Little-known fact: Ray Harroun won the inaugural Indy 500 in 1911 thanks to the first-ever rearview mirror, which allowed him to drive a narrower, more aerodynamic race car since — unlike his 39 competitors — he didn’t need an extra man (and extra weight) on board to track what was happening behind him.

In honor of this Sunday’s 100th running of the “Greatest Spectacle in Racing,” our HIT List pays tribute to that spirit of innovation, in healthcare technology as well as on the speedway, with a look at fast-paced advances in cybersecurity, wearables and disaster recovery.

  1. Who wears wearables? Millennials are the leading wearables buyers, but 57% of consumers of all ages who were polled say they’re excited about using wearables in daily life — up from 41% a year ago. The PwC report says the desire for health-related information is the primary adoption driver, and that consumers are eager about the prospect of their doctors, hospitals and insurance providers releasing their own devices. It may come as a bit of a surprise that consumers named price, not privacy, as the biggest hurdle.
  2. Avoiding disaster. Nonstop cyberattacks, HIPAA audits and the sheer volume of data generated by EMRs is driving a new sense of urgency among healthcare organizations when it comes to disaster recovery. The colocation paradigm remains common, but hybrid cloud systems are gaining ground as healthcare organizations become more confident about cloud security. Find out what you should know about vendor security provisions, payment models and balancing risk vs. recovery time.
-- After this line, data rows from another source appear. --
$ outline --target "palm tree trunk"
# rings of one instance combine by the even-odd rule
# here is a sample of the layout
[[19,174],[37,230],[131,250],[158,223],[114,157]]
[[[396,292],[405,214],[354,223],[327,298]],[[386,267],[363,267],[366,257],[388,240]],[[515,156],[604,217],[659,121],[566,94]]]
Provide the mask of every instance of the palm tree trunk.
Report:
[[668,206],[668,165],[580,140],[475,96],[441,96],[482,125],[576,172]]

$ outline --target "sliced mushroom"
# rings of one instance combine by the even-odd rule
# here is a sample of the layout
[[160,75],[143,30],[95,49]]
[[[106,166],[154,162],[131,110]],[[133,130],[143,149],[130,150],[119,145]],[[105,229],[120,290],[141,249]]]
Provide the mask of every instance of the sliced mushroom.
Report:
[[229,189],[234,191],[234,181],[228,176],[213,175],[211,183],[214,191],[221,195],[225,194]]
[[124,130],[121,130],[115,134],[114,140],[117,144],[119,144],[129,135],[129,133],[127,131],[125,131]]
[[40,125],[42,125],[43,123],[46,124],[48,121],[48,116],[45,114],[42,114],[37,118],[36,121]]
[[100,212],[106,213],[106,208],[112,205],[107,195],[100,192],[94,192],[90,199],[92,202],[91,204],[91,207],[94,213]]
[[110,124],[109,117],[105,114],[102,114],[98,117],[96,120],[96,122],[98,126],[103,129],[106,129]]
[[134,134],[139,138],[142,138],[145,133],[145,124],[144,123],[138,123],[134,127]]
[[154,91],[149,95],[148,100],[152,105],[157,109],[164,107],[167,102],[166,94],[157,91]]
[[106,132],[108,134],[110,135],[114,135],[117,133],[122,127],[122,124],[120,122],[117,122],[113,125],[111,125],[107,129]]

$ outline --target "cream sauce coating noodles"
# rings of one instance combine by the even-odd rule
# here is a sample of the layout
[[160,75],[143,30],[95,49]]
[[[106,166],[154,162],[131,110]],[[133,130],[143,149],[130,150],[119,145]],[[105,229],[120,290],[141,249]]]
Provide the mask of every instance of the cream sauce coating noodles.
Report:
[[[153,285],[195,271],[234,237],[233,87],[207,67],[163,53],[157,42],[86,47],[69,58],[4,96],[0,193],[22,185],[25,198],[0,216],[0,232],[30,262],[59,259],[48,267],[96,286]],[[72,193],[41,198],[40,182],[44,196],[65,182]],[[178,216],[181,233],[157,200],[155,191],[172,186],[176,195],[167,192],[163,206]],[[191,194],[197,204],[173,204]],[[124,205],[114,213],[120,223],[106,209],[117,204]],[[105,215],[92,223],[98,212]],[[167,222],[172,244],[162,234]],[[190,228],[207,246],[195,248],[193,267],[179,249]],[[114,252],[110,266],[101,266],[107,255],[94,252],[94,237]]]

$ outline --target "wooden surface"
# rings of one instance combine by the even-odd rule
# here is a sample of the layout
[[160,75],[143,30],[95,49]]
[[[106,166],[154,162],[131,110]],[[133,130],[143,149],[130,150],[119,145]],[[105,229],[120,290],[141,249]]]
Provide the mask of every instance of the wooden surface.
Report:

  3. Vexing virus variants. Xorist, CryptoLocker (Locky for short), Sama, Maktub Locker and PowerWare may not exactly be household words — at least yet. But they’re among the many new variants of ransomware making names for themselves by infecting computers at healthcare organizations. Cybersecurity experts say the wild success of ransomware — which first came on the radar in 2012 — is spawning additional species of the malicious code at an alarming rate. And to further complicate matters, they tend to use different attack strategies. There’s no better time than now to make sure your security is up to snuff.
  4. Baby steps. The healthcare industry has made only incremental progress in bolstering data security despite the record number of data breaches in 2015. The Ponemon Institute’s annual report found healthcare organizations and the business associates they hire to install IT systems and devices each tend to blame breaches on the other group — and that close to 60% of leaders in both groups say they need more money to do the job right. A sort-of bright spot was that although 89% of leaders surveyed said they’d experienced a data breach in the last two years, most involved fewer than 500 patient records.
  5. Aging-changing technology. Over the next 10 to 20 years, sci fi-worthy tech advances may ultimately help keep the fast-increasing population of older adults more mobile, living independently and connected to others. For example, imagine taking customized 3D-printed medicine that contains all your drugs for the day, wearing chain mail-like fabric that allows full mobility minus a wheelchair, or beaming family members into your home via holograms. Drones that help with household chores just might be our favorite, though. Of course, cool technology is one thing — making all these gadgets accessible and user-friendly is another altogether.